I am totally at peace here. I visit it nearly every time I go to Dorset. It is a sanctuary, be it sunny, fog-bound or raining. It draws me there. Mushrooming is fantastic, mostly for boletes and amethyst deceivers. I once found a herd of juvenile frogs running through a patch of these purple mushrooms: a vision in miniature I will never forget. My father is buried in Stoke Abbott nearby, and I feel him with me here. WARNING – there are some brilliant rope swings all over the hill. The best ones reach out over a very precipitous drop and I have come a cropper on many a stale old rope here. It seems many have suffered injury too as snapped remnants of rope hang from many branches…
Is it private to you or do you let other people visit?
It’s owned by the National Trust but it is pretty quiet on the whole, as the parking spot is far from obvious. There is a strange fellow who wanders it. He has a huge beard, long hair, smashed glasses that he has taped up and strung – and he appears to be wearing a sack. He spectrally appeared once, but feet away from me and without a noise, while I was being amorous. It was somewhat embarrassing.
Is it important to you to have somewhere to escape from the hustle and bustle of life?
‘Important’ is an understatement.

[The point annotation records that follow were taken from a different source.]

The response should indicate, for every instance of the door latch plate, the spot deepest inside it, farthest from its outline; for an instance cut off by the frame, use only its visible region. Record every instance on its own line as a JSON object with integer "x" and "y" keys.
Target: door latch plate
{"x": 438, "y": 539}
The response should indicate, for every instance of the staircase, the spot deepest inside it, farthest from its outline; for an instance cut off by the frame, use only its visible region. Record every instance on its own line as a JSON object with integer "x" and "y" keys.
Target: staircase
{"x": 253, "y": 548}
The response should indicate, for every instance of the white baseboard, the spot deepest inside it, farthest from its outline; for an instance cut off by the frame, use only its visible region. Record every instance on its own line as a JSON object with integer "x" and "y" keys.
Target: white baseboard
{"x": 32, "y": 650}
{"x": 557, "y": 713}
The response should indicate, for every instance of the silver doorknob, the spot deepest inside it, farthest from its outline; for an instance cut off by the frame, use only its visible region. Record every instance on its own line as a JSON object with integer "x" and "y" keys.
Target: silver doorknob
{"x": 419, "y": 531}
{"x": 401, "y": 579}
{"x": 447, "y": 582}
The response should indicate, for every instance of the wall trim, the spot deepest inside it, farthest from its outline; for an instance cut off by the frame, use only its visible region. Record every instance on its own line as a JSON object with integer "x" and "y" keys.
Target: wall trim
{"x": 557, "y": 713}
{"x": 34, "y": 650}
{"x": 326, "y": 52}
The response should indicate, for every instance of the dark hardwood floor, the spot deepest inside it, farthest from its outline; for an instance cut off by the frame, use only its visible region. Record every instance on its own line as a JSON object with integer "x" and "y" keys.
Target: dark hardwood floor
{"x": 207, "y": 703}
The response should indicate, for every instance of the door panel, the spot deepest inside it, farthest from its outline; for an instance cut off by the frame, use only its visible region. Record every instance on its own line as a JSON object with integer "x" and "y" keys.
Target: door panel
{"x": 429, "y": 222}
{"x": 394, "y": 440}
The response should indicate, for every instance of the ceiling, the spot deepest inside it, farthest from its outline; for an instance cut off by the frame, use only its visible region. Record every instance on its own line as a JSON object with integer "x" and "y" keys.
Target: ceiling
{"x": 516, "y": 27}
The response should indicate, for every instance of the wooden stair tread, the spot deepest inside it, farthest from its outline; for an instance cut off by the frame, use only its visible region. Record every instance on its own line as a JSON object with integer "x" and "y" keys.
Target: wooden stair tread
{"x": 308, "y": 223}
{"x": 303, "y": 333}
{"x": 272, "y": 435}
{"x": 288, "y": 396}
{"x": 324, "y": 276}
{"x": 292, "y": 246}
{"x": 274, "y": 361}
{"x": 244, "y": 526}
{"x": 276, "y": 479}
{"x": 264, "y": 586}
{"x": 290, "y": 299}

While I love London – any city in fact – for its frenetic pace and frantic ways, I pine for the countryside. Nature is my rebalance.
Is ‘getting back to nature’ an important consideration for you?
Nature is our default setting but we have been trained to wander so far away from it. We have depleted our senses and I find nature awakens mine. Mankind can only exist on earth because of nature and I worry about our haste to destroy it. What I find so odd is that while our houses are so often temples to nature – festooned with foliage-patterned wallpaper, bird cushions, whale teacups etc – we seem so quick to ignore nature in the fast pace of convenience. I wish we could all stop stroking our phones, look up and do everything we can to save our most precious asset.
What elements do you think make a perfect ‘hole-and-corner’?
Somewhere that feels like a den, however public it may be. Somewhere you can’t wait to get to. A special place that has special features within it. It could even be a pencil case! Something where whatever happens in it seems like second nature.
What do you like to listen to when you’re working?
While pouring a cider it may be Aretha Franklin; it could be JJ Cale while chopping the onions; Andrew Weatherall when prepping the fish; Grace Jones as I put out the cheeses; Fever Ray as I cork the wine. I am often distracted by Spotify when I should be handing things in on time!
What’s the best advice you’ve ever been given?
I’m a great believer in ‘seek and ye shall find’. As Goethe similarly proposed, when one is committed to an idea it will present itself in all manner of things you would otherwise have been blind to. My father, who lived a wonderfully broad and embroidered life, said to me shortly before he died, ‘All you really need to know is that you must always treat a goat farmer the same way you would a king.’ I took this to mean: don’t be snob and your life will be rich as a result.